This “Corrosion Due to Wear” mechanism will not normally be solved by (a) installing rod guides and/or (b) redesigning the chemical program (if 80% of area is unpitted, then the problem is not normally due to chemical type or treatment method). Intermittent rotation with a TSR spreads out the corrosion area to reduce the frequency of the corrosion failures (5 times more metal to corrode around the circumference since the old wiped off area should be coated with inhibitor after the tubing is turned). Automatic continuous tubing rotation may immediately wipe off the inhibitor and is not recommended if “Corrosion due to Wear” failures occur.
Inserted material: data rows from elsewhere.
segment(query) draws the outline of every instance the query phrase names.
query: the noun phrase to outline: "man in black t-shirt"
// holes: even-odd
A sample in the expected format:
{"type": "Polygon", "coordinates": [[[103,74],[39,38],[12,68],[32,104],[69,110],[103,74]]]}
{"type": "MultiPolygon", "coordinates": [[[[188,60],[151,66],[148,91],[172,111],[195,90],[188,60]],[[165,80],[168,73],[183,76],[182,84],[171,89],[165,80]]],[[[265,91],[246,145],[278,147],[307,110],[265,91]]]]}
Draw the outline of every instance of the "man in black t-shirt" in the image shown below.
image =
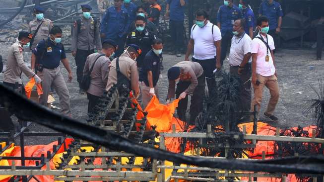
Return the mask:
{"type": "Polygon", "coordinates": [[[160,39],[153,41],[152,50],[145,55],[142,70],[139,73],[141,95],[138,100],[142,101],[142,107],[145,108],[152,96],[157,97],[158,88],[157,84],[162,79],[161,71],[163,70],[162,51],[163,44],[160,39]]]}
This “Corrosion due to Wear” failure mechanism (absent in some “failure literature”) is a common occurrence since many wells are treated with inhibitors to minimize corrosion rates. Unfortunately, many “unsuccessful” chemical programs may actually be adequate, but the wiping off of inhibitors by wear causes corrosion holes and lead to unsuccessful attempts to modify the chemical program.
S A “rod box failure due to wear” will often have one side of the box worn down until the box fails. Rod guides, which are continuously replaced, may temporarily correct this at the expense of increasing rod stresses and the circumferential area for corrosion (certain rod guides may wipe off inhibitor from a larger area). One solution is to install Spray Metal Alloy boxes, which are less corrosive and “smoother” (reduces friction and wear) and are very hard to wear down. With less friction and tubing rotation, the service life may be substantially improved.
S A “rod body failure due to wear” will often have one side of the rod body worn down until the body fails due to tension, particularly in deviated wells. This is often temporarily corrected or delayed by Rod Guides. This is not as big a problem in relatively straight wells because most wear occurs at the rod box site.
Thus, if the pumping well is properly designed, the prevalent failure mechanism will normally be Wear or Corrosion Due to Wear (often 40 to 80% of the failures). This failure mechanism can be delayed by 400% to 900% by rotating the tubing. Less run time improvement may be expected from the use of the more expensive continuous rotating heads since they could be wiping off the corrosion inhibitors and thereby not helping the “Corrosion Due to Wear” failure mechanism.
SUMMARY
Omega Technologies Inc. provides a Tubing Saver Rotator, patent pending, (TSR) that provides an economical way to substantially reduce the repair costs of pumping wells. By lowering operating costs and reducing production downtime, the economics of each well may be significantly improved, which extends reserve life. The TSR is designed to potentially be a high Rate of Return Investment (40% to 100% for wells failing more often then every 2 years) with minimal complications in the use of the TSR. Even marginal wells can afford the TSR and keep reaping the benefits of lower operating costs and increased yearly production with the proper usage of the TSR. The actual documentation of failure types and causes is recommended to enable proper selection of techniques to improve pumping performances in the oil and gas industry.